SI: My father's aunt.

TI: So how long did the family stay in Cincinnati?

SI: We stayed there, I think it may have been just a couple of years, maybe three years at the most. It was a difficult time for my parents, even though they had relatives, they had to find work and so the family members helped my father get a job.  My mother had these two young children, and she wrote in her diary that, "I don't know what to do, the landlord is telling is I have to keep the children quiet. I can't keep them quiet so I take them outside, but it's snowing outside, so we're trying to go someplace where we're not in the house and the landlords isn't going to complain." So I think they finally decided that they needed to go back to San Francisco, back to Japantown.

TI: When you say it was hard for your parents, so you talked about your mother, what made it hard for your father?

SI: I know less about that experience of my father's. His poetry didn't continue, although he wrote all through camp. His poetry didn't continue in Cincinnati, it continued when we got back to San Francisco. Because I think he was struggling to support the family, taking whatever job he could get, and finding his way back to having some personal power and dignity. I think he, in many ways, I feel like, as the man and head of the household, the camp experience really emasculated him, and the decision then to not go to Japan was very hard for him. My mother is the one who said, "We cannot take our children back to a defeated country where there's no food for the children." So they're writing these letters back and forth, and my father is, in this very Japanese way, saying, "We can't go back to Japan just because they won and not go because they lost." And my mother is writing to him saying, "The children will starve to death. We can't let that happen." So he realizes that this is a true condition and agrees, they planned the strategy through these secret letters that they wrote, that he stripped his bedsheet and wrote on cloth letters and then sewed them inside of his pants pocket, and my mother did the same. And how they figured out that they would wait until the last boat came up, and he then began to have contact with Wayne Collins and understood that they could resist the deportation.

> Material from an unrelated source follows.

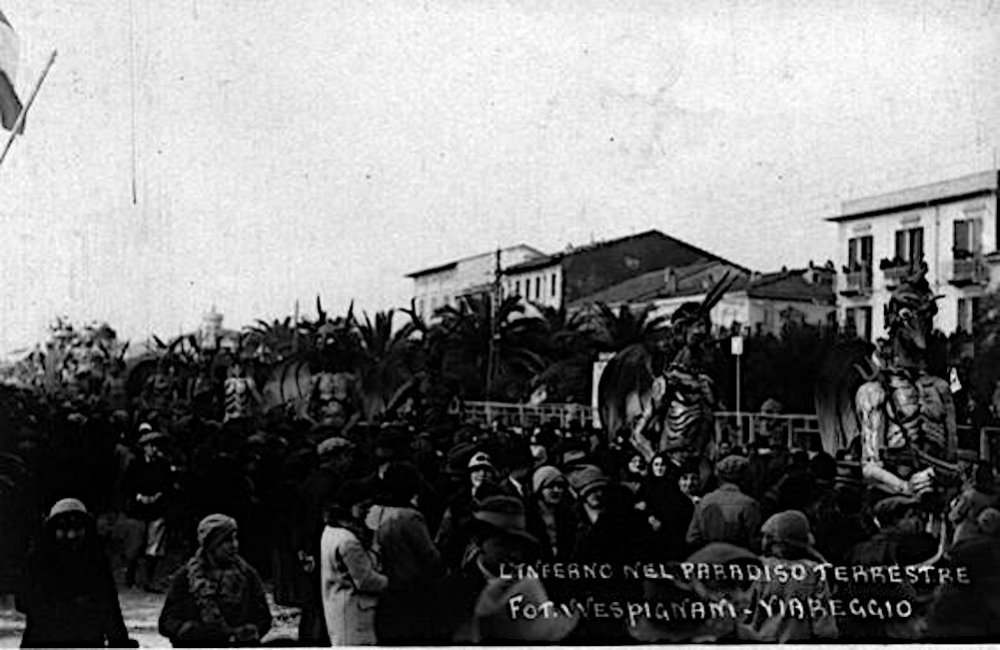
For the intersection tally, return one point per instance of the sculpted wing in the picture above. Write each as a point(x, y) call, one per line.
point(845, 369)
point(624, 388)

TI: That communication that they sewed into the pants, so this was a pair of pants that he would send back and forth to get, like, adjusted, right?

SI: Yeah, he said, "They need mending."

TI: "My waist is too tight."

SI: "Tight," right. [Laughs]

TI: And so that communication that they were going back and forth were hidden, that would have all been censored and not, you think, allowed back and forth?

SI: You know, I found a hundred and eighty-two letters that they had exchanged, and many of them I would open up, they had the envelopes, and open it up and they'd just be, like, flaps of paper because the censors...

TI: Just blacked out everything.

SI: Yeah, they cut with a razor. And so one of the letters, my mother writes about my brother being sick, and the idea of getting on the ship was, like, too hard for her to bear. And on the bottom she writes, "Dear Censor, for the sake of my children, please do not cut this letter." It's one of the few letters that had no cuts in it. But then she writes in her diary, "Today, I found a letter that Daddy had hidden inside of the waistband," because he writes and says, "My waist, please fix the waistband." So he would unstitch it, and he stripped his bedsheet and he'd write on the cloth, fold it up and stick it in there. I asked my mother about this, and she said he would also stitch the letter inside the lining of the pants pocket. So she also wrote letters back to him that way, but I never found those. I only found the ones that my father sent.